The official Xinhua news agency reported that the mine owner, Wang Guozheng, has disappeared. The authorities ordered his assets frozen, while the Yichuan county chief and three work safety officials were fired in an attempt to placate public anger. Henan provincial governor Guo Genmao personally took charge of the rescue and insisted that the trapped miners could possibly be saved.

According to the Henan Work Safety Administration, the mine with annual production capacity of 150,000 tonnes, was ordered to suspend its operations last May after a gas outburst that killed two miners.

Four officials were sent to the mine to enforce the ban, supposedly on a 24-hour basis, but the mine continued production. None of the officials reported the illegal action, and disappeared after Wednesday’s disaster. Undoubtedly they were bought off by the mine boss, while county officials simply ignored the ongoing, dangerous mining operations.

While official corruption is certainly a factor in China’s mine accidents, the scapegoating of junior officials and individual managers is a diversion from the real cause of the mounting death toll—a reckless drive for profit from the over-heated economy’s soaring demand for coal.

The Wangjialing mine is an obvious example. It operated by a state-owned company and is a priority project in Beijing’s 15th “five-year plan”. The management was clearly under pressure to complete the project and to meet production and profit targets.

Last Sunday’s flood was caused by the company trying to complete the mine’s construction five months ahead of schedule, despite warnings of water leaking into the shafts. Some surviving workers estimate that the number of trapped workers could be as high as 260.

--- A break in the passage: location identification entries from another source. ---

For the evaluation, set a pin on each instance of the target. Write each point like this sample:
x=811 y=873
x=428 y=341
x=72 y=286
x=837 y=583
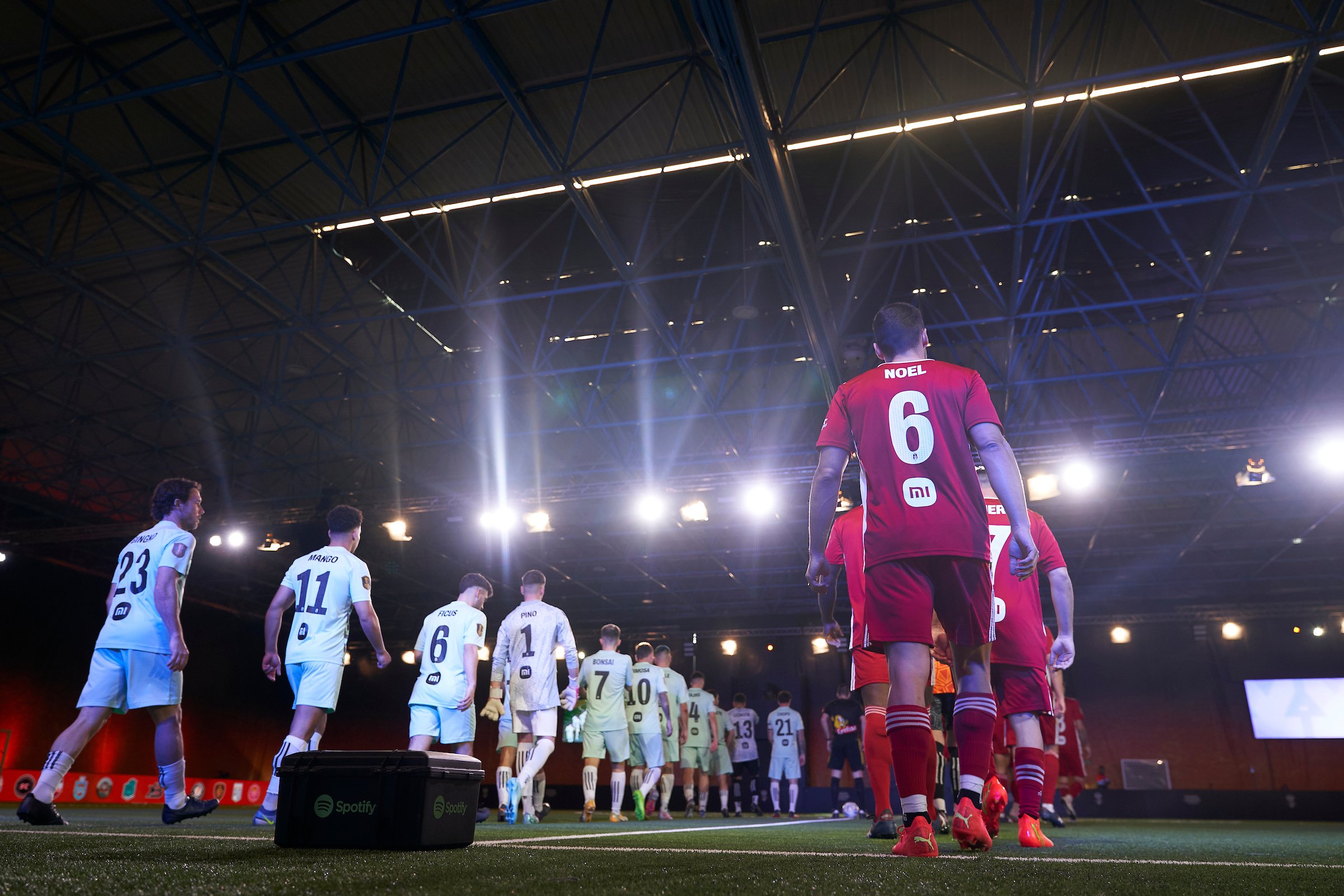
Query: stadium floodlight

Surviving workers told the State Work Safety Administration that management at the Wangjialing mine completely ignored safety standards. One worker told Xinhua that 90 percent of the workforce had never been trained to use their personal self-rescue equipment. The management required workers to pay a bond of 300 yuan ($US44) for the gear, so workers only wore it to show safety inspectors and then took it for fear of damaging the equipment.

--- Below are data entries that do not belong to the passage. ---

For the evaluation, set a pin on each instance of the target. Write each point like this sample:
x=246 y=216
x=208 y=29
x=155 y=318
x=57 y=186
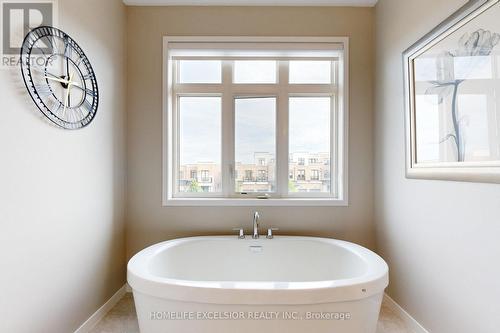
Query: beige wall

Similar pressures are the likely cause of Tuesday’s collapse in the Shajihai mine in Xinjiang that was under construction. The region’s work safety bureau spokesman admitted that the prospects were grim for the trapped workers. “The collapse site is as deep as 700 metres underground, and the collapsed part is estimated to be 500 to 600 cubic metres. The geological structure underground is very loose. In addition, water has begun gushing into the shaft.”

Behind the criminal practices of mining companies and government officials is the fact that profit is put before the lives of workers. China’s hothouse economy, driven by government stimulus packages, cheap bank credit and real estate speculation, has created soaring demand and prices for coal.

Earlier this year, China’s two largest coal miners—the Shenhua Group and China National Coal Group Corporation—wrote contracts with power plants that raised prices from 540 yuan per tonne to 570 yuan. International prices are rising even faster, with an expected 40 percent surge during 2010–11.

In addition, because of the severe drought in southwest China, CLSA Research Ltd has calculated that coal-fired power stations may need an additional 35 million tonnes of coal to compensate for a 15 percent drop in hydroelectricity production. This will further drive up domestic coal prices.

With coal accounting for 80 percent of power generation, compared to 17 percent for hydro, the demand for more energy, driven by market anarchy and profit-making, will inevitably lead to more deaths in China’s coal mining industry.